幽閉先のセントヘレナ島で、胃がんによって死んだとされるナポレオン・ボナパルト。彼の死に疑問を持った医学生ビクトールが、当時セントヘレナ島でナポレオンとともに過ごした人物たちのもとへ、話を聞きに訪れる。実際には舞台には登場しないビクトールに語りかけると言う形で、五人の証言者が“藪の中”よろしくセントヘレナ島で起こったことについて語る場面、それを再現する場面で構成されています。ナポレオンの死の真相とは?
面白いのは、こういうのって証言者によって対象者が全く違う顔を見せるものですが、ナポレオンに関してはそれがない。傲慢で、せっかちで、と言う性格が揺らがない揺らがない(笑)。彼はいろんなひとに妬まれ、財産を、命を狙われ、そして憎まれ愛される。ナポレオンの“違う顔”…いや、誰もがうっすら気付いてはいただろうが辿り着けなかったその顔をただひとり目にしていたのは浅利陽介くん演じるマルシャンだけ。ナポレオンの忠実な従者であり、唯一秘密を知っていて、ナポレオンの死に疑問を持つ者が現れる度に職務を果たす。それは一生の仕事であり、一生ナポレオンに縛られるということです。他の四人と同様”チェスの駒”だった彼は、唯一駒だということを自覚の上で動き、秘密を葬り続け、自らもその秘密を墓に持っていくのでしょう。
笑いも満載、謎解きにもハラハラ。ものっそいどんでん返しがあると言う訳ではありませんが(ナポレオンがそうした、と言うのは彼の人物像から納得、予想出来ることではある)、エピソードの組み込み方が上手く退屈させません。演出もバラエティに富んだもので、生演奏の劇伴音楽、映像使い、ステージを小さめに組んでコの字型に客席を配置し、観客を目撃者に見立てる仕掛けも成程と思わせるもの。ちょっと惜しいなと思ったのは、ハドソン・ロウのナポレオンに対する愛憎が台詞によって説明され過ぎなところ。「ボナパルト将軍は私が守る!」とうっかり言っちゃうところも、前振りが沢山あったのでうっかりって感じがしなかったのですね。これは他の登場人物たちにも感じられたことで、ビクトールに語りかけると言う設定だから尚更台詞で当時の心情を細やかなところ迄台詞で語ってしまうのです。ちょっと親切過ぎるかなあ。しかしこの劇場くらいのキャパだからこそなのかも知れませんね。とても楽しめました。
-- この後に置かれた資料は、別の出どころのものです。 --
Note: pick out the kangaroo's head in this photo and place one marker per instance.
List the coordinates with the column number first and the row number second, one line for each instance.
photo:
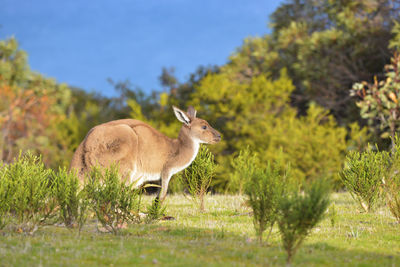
column 197, row 129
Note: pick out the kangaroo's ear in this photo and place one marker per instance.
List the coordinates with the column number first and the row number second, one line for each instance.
column 191, row 112
column 181, row 115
いやーそれにしても見たい野田さんが見られた。登場迄かなり引っ張るんですよね、それ迄散々他の登場人物が言う訳です、ナポレオンがどんなヤな人物だったかを(笑)。待たせて待たせて、やがてパタパタパタ…と子供が走るような足音が聴こえてくる。客席からクスクス笑い声が漏れてくる。客席通路に野田さんが現れる。パタパタパタパタパタパタ……皆待ってる、客席も舞台上の皆も。距離が長い。立ち止まることなく、待ってるひとたちを一瞥することもなく、あの甲高い声(と言うかいつもより意識的に高めにしてたような)で第一声、「潮が、満ちるー」。そのまま舞台奥にある設定の海辺へとパタパタパタ…と駆けていく。
……出オチか!
潮干狩りの習慣って外国にもあるのね…イタリアにもあさりはあるわね……なんだか言われる迄気付かなかったわ。そして今書いてて気付いたけどあさりって浅利くんに掛けてたのかしら。二重で笑うとこだったのかしら。
その後もまーちょこまかちょこまか動きよる。食べこぼしが多いのもの頷ける…いやこれはナポレオンの方だったか?本人もそうだって言ってたよね?ちっちゃい!ちっちゃい!「デカい!」と叫ばれた天海さん、「自分がちっちゃいのよね?」(大笑)いやどっちもどっちです。いやーちっちゃいわーかわいいわーしかし腹立つわーイラッとするわー。ときどき野田さんがローラに見えましたね。あ、ローラのことは好きですよ。そんなこんなで周りのひとは振り回されっぱなしなのですが、チェスの場面でその空気が凍り付く。あれは怖かったねえ!ロウもあー地雷踏んじゃったーって感じだったよねえ!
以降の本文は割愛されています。